Add count to chunk_header

winksaville commented 6 years ago

Chunk header is now: "^<seqnum>/<count><space> " and paperrestore.sh validates that seqnum is monotonically increasing and end with count as its final value. If any error is found the missing seqnum's are reported.

intra2net commented 6 years ago

Thanks for sending the pull request.

Did you experience any problems during restore or was the motivation behind writing the patch to just improve user experience without having suffered from finding a missing chunk yourself?

There is a comment mentioning ^,, but it actually is ^/ in your code. Also please modify the Readme.md where the sequence is mentioned too.

I don't like the creation of the temporary files $raw_file $zero_file $sorted_file in the current directory. We don't expect huge amounts of data being restored this way, so there shouldn't be a performance problem using variables in ram for this.

One goal of the program was to make the restore script as simple as possible, so that it would be easy to adapt it to a far-future system, like a Linux from for example 25 or more years in the future. While your additions give better user feedback, they also increase the complexity considerably.

So maybe you could make the restore more simple? I think just telling the user that a chunk is missing would help. This could probably be implemented simply by extracting the total chunk count from the ^-sequence and comparing it to the output of something like tr -cd '^' | wc -c, right?

If that simple comparison finds a problem, you could jump to a function which simply does a integer increment and greps for each ^-sequence. Execution time should not matter in that case, I prefer code simplicity for that error case.

intra2net commented 6 years ago

One more thing just came to my mind: A new version of paperrestore should preserve reverse compatibility with all existing paperbackups out there.

Changing the ^-sequence style and recognizing both versions increases the complexity of the code. How about just adding an end marker with the count, like ^zzz:37 for 37 chunks?

If you find the end marker, you can check if all chunks are there, if you don't find it, it either got lost or it is an old version of paperbackup. I guess the probability that the end marker is lost and most of the other chunks are there is low enough that a more simple code makes that small loss of detailed error report worthwhile.

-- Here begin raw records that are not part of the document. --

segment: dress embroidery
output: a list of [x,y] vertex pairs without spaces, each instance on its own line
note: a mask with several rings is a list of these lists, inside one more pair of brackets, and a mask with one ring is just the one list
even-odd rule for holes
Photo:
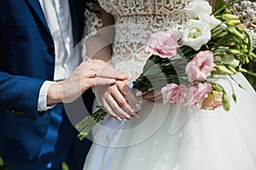
[[[149,56],[144,51],[152,33],[167,31],[181,33],[187,17],[184,8],[189,0],[99,0],[102,8],[114,16],[115,37],[113,44],[113,65],[126,71],[131,79],[142,72],[142,65]],[[209,2],[211,4],[215,0]],[[242,2],[234,6],[245,22],[251,23],[249,31],[256,30],[256,5]],[[95,14],[85,11],[85,38],[96,33],[96,26],[101,25]],[[255,42],[255,34],[253,42]],[[86,50],[84,49],[84,56]],[[84,58],[85,60],[85,58]],[[88,59],[87,59],[88,60]]]

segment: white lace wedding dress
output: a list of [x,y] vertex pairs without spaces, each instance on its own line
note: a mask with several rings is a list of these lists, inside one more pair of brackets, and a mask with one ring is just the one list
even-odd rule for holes
[[[150,35],[167,29],[174,33],[182,31],[186,22],[183,8],[189,2],[99,3],[114,15],[113,65],[126,71],[133,80],[141,73],[148,57],[144,48]],[[251,23],[251,32],[255,31],[255,4],[248,2],[235,6],[242,20]],[[84,39],[95,35],[94,26],[101,24],[94,14],[90,14]],[[143,101],[138,119],[121,122],[112,117],[105,119],[93,130],[94,144],[84,169],[255,170],[255,91],[242,75],[234,78],[242,84],[243,89],[229,78],[219,81],[231,95],[230,81],[237,95],[237,103],[231,101],[229,112],[221,108],[202,110]]]

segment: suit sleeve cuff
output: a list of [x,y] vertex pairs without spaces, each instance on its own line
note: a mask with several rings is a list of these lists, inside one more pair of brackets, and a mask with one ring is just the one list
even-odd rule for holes
[[39,92],[39,97],[38,97],[38,111],[45,111],[49,109],[53,108],[55,105],[47,105],[47,93],[49,87],[54,82],[50,81],[45,81]]

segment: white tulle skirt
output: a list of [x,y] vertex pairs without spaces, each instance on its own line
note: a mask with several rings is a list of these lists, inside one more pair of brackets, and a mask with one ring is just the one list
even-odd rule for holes
[[[143,102],[139,119],[93,130],[84,170],[255,170],[256,95],[241,74],[229,112]],[[229,94],[229,81],[221,81]]]

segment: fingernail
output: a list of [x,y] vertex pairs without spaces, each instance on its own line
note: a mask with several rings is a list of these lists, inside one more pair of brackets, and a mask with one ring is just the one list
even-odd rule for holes
[[143,95],[143,93],[142,93],[141,91],[138,91],[138,92],[137,92],[137,93],[135,94],[135,95],[136,95],[137,97],[140,97],[140,96]]
[[128,77],[128,76],[125,73],[120,74],[119,76],[122,77],[122,78],[127,78]]
[[139,109],[141,109],[141,105],[139,105],[139,104],[136,104],[136,109],[137,109],[137,110],[139,110]]
[[135,118],[137,118],[137,119],[138,119],[138,118],[140,117],[140,116],[138,116],[138,113],[137,113],[137,112],[133,113],[132,116],[133,116]]
[[125,117],[126,117],[127,119],[131,119],[131,118],[129,115],[127,115]]
[[116,80],[115,79],[112,79],[111,80],[111,84],[113,84],[113,83],[115,83],[116,82]]

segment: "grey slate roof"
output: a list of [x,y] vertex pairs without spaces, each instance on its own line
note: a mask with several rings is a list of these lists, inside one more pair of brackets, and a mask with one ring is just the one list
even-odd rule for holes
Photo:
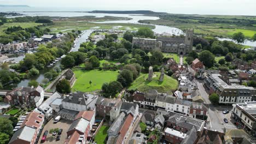
[[[78,92],[75,93],[71,94],[69,97],[67,97],[66,99],[62,100],[62,101],[79,105],[88,105],[96,98],[97,98],[97,95]],[[79,99],[81,100],[79,101]]]
[[36,129],[25,125],[19,129],[13,134],[9,143],[11,143],[17,140],[17,137],[19,137],[19,139],[30,142],[34,137],[36,131]]
[[122,123],[124,121],[125,113],[121,112],[115,119],[108,130],[108,136],[116,136],[118,134],[120,129],[122,127]]

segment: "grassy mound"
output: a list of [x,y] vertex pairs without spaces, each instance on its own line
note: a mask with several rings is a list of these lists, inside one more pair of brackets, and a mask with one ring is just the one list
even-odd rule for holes
[[129,89],[137,89],[139,91],[147,92],[149,89],[156,89],[158,92],[166,93],[173,91],[178,88],[178,81],[166,75],[165,75],[164,81],[159,81],[160,73],[154,73],[151,81],[147,80],[148,74],[142,74],[132,83]]

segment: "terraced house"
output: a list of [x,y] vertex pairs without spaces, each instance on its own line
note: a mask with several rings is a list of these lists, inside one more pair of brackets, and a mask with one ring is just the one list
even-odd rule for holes
[[205,79],[206,87],[210,93],[219,95],[220,104],[232,104],[256,101],[256,89],[237,84],[228,85],[220,74],[211,74]]

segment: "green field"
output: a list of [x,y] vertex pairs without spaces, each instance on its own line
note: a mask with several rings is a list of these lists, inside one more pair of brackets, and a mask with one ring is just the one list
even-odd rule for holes
[[[77,80],[72,88],[73,91],[92,92],[101,89],[102,84],[117,80],[118,71],[74,71]],[[91,81],[91,87],[89,82]]]
[[104,141],[105,141],[106,137],[107,136],[107,130],[109,128],[109,127],[102,125],[101,126],[100,131],[95,136],[95,139],[94,141],[98,144],[103,144],[104,143]]
[[216,63],[218,63],[219,62],[219,59],[222,58],[225,58],[225,57],[224,56],[215,57],[215,61],[216,62]]
[[129,89],[135,89],[137,88],[142,92],[147,92],[149,89],[156,89],[159,92],[161,93],[173,91],[177,89],[178,81],[176,80],[165,75],[164,81],[159,82],[160,73],[155,72],[154,74],[155,77],[153,77],[152,81],[147,80],[148,74],[142,74],[132,82]]
[[16,114],[17,114],[19,111],[20,111],[20,109],[15,108],[15,109],[13,109],[7,112],[6,113],[6,114],[10,115],[11,115],[11,116],[14,116]]
[[34,23],[34,22],[13,22],[13,23],[5,23],[3,25],[0,26],[0,35],[4,34],[3,31],[11,26],[20,26],[23,28],[28,27],[37,26],[41,25],[42,23]]

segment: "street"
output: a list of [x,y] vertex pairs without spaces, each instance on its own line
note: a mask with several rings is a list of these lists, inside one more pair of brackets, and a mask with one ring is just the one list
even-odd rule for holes
[[[203,83],[199,82],[195,80],[195,81],[197,85],[197,87],[201,96],[203,99],[205,104],[209,105],[208,117],[207,121],[209,123],[207,124],[206,127],[213,130],[217,130],[220,132],[223,132],[223,129],[237,129],[233,123],[230,121],[231,112],[224,115],[222,111],[225,110],[229,110],[230,111],[232,109],[232,106],[218,106],[211,104],[209,100],[209,94],[206,92]],[[229,121],[228,123],[225,123],[223,119],[226,118]]]

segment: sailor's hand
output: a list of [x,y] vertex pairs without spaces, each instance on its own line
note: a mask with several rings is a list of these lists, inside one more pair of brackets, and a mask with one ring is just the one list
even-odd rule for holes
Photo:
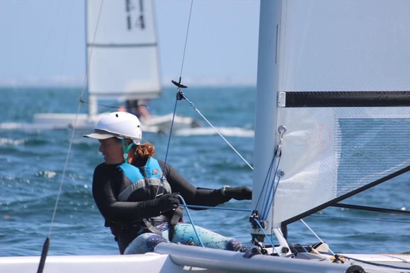
[[177,193],[165,194],[156,199],[158,207],[160,212],[168,212],[175,209],[179,205],[179,199]]
[[236,200],[251,200],[252,199],[252,190],[245,186],[227,187],[224,191],[227,197]]

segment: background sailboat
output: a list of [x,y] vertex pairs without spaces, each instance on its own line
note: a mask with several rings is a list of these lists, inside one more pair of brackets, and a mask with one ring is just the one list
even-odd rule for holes
[[[81,99],[88,104],[88,111],[77,117],[76,126],[88,129],[101,112],[113,111],[102,106],[124,106],[127,100],[148,103],[161,95],[161,83],[154,3],[108,0],[85,3],[87,92]],[[67,129],[74,125],[75,116],[37,113],[33,123],[3,123],[1,128]],[[141,121],[146,132],[166,133],[172,119],[172,115],[168,114],[149,119],[142,117]],[[187,117],[176,116],[174,122],[175,130],[199,126]]]

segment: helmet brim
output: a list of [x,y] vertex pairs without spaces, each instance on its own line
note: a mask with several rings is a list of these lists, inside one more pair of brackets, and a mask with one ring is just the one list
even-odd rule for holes
[[95,129],[94,130],[93,133],[88,134],[88,135],[83,135],[84,137],[89,137],[90,138],[94,138],[95,139],[107,139],[111,138],[111,137],[116,137],[117,135],[110,134],[107,131]]

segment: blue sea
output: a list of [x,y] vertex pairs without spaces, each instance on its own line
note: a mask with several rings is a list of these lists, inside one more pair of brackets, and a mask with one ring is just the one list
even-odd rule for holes
[[[165,88],[161,98],[150,103],[151,113],[172,112],[176,92],[175,88]],[[184,92],[214,125],[253,129],[254,87],[190,87]],[[80,93],[79,88],[2,87],[0,121],[30,122],[37,113],[74,113]],[[87,107],[82,106],[81,112],[86,113]],[[178,102],[177,113],[201,119],[186,101]],[[0,132],[0,256],[40,254],[50,230],[71,132],[71,129]],[[76,131],[72,143],[51,229],[51,255],[118,253],[91,193],[94,169],[103,158],[98,151],[98,142],[81,137],[84,133]],[[154,145],[157,157],[163,159],[168,136],[146,133],[143,138]],[[253,137],[227,138],[252,164]],[[218,135],[173,136],[167,162],[197,186],[252,185],[251,169]],[[409,210],[410,173],[343,202]],[[250,201],[233,200],[223,206],[250,209],[251,205]],[[191,211],[191,215],[195,224],[250,244],[247,213],[210,209]],[[408,216],[331,207],[304,220],[335,253],[410,253]],[[185,220],[188,221],[186,216]],[[300,221],[290,225],[288,233],[290,242],[313,244],[318,241]]]

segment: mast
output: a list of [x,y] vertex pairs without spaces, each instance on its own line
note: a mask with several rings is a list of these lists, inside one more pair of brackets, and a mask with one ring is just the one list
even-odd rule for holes
[[259,27],[253,217],[281,237],[410,170],[410,2],[261,1]]
[[[280,6],[280,1],[260,2],[252,184],[252,207],[259,214],[263,209],[263,205],[258,200],[260,195],[266,192],[266,187],[262,189],[262,186],[276,152],[278,89],[276,53]],[[266,233],[272,234],[272,220],[268,220],[266,223]],[[252,232],[260,234],[260,231],[254,230]]]
[[[161,94],[154,3],[146,0],[86,2],[89,115],[97,100],[145,100]],[[94,37],[94,33],[96,33]]]

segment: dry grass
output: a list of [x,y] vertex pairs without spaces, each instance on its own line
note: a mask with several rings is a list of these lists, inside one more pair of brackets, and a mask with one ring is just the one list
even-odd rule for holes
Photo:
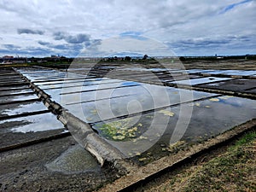
[[204,156],[137,191],[256,191],[255,160],[256,132],[252,131],[224,152]]

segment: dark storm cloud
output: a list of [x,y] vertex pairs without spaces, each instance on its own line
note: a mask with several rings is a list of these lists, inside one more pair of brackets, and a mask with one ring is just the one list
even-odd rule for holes
[[38,43],[41,45],[49,45],[50,44],[49,43],[44,42],[44,41],[38,41]]
[[[218,38],[191,38],[180,40],[174,42],[172,46],[174,47],[191,47],[191,48],[200,48],[200,47],[216,47],[221,45],[232,45],[234,44],[245,44],[244,46],[247,46],[247,42],[254,42],[256,35],[248,35],[248,36],[227,36]],[[172,44],[171,44],[172,45]]]
[[55,40],[65,40],[68,44],[90,44],[90,35],[87,34],[77,34],[77,35],[68,35],[61,32],[54,33]]
[[44,35],[44,32],[41,30],[32,30],[32,29],[17,29],[18,34],[33,34],[33,35]]
[[50,55],[52,51],[49,49],[42,49],[38,47],[26,47],[25,49],[17,49],[14,48],[10,49],[0,49],[0,54],[3,55],[13,55],[15,53],[19,55],[33,55],[33,56],[40,56],[40,55]]
[[19,49],[19,48],[20,48],[20,46],[17,46],[17,45],[15,45],[15,44],[3,44],[3,46],[5,49]]

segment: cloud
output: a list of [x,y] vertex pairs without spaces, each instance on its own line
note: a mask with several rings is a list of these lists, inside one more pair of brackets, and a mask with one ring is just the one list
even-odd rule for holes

winksaville commented 6 years ago

I'm on vacation until May 17th, so I won't be able to make any changes till I get back. To answer your first question, yes I was unable to restore a file and had to manually search for the missing chunk, it was definitely doable but I thought it could be made easier and came up with what you see.

Backwards compatibility would be nice, but for me personally it isn't necessary and I wasn't sure you were still supporting the code as the other PR had no comments. So I did what you see as it was relatively straight forward and improved the robustness.

I'm sure my code could be made sure simpler and, of course, you're welcome to come take all, none or some of the ideas/implementation of what I've done. But, I definitely feel something should be provided to help the user years from know that specifically there was a problem restoring and where the problem was.

As I said I won't be able to do any work until after I get back from vacation, but maybe between now and then we can agree on a course of action.

--wink

intra2net commented 6 years ago

Ok, I understand. I think providing the check for missing chunks is a good idea.

I'd really like to provide backwards compatibility, because I think there are a bunch of paperbackups currently out there, at least I have a thick stack. I add a new one every few months, so there would be old and new ones mixed. Having to check out different versions of paperrestore for them would really make accessing them more inconveniant than it already is, especially for someone else who did not develop it.

About the course of action: do you agree on my idea with the end marker and having the chunk count only there?

No worries about time, I see no reason to hurry this.

Enjoy your vacation!

winksaville commented 6 years ago

No, having a single entry is vulernable to getting lost.

Basically we need additional meta datathe technique I implented here was to have the meta data in every record. This maximizing reduncy and the easiest thing to do would be to add a version number in addition to the count, but that isn't very scalable

How about this idea, we reserve sequence number zero for meta data whose content is json, yml or just name value pairs. Initially we define two fields, "ver" and "cnt".

In addition we allow multiple copies thus giving the reduncy needed, I suggest at least 3 to 5 copies of identical data. When we sort we easily remove the redundant entries.

This provides for scalability and reduncy without over duplication. I suggest not all duplicates be at the end, but one at the beginning one at the end and the others randomally distributed amongst the other data.

Your thoughts?

intra2net commented 6 years ago

No, having a single entry is vulernable to getting lost.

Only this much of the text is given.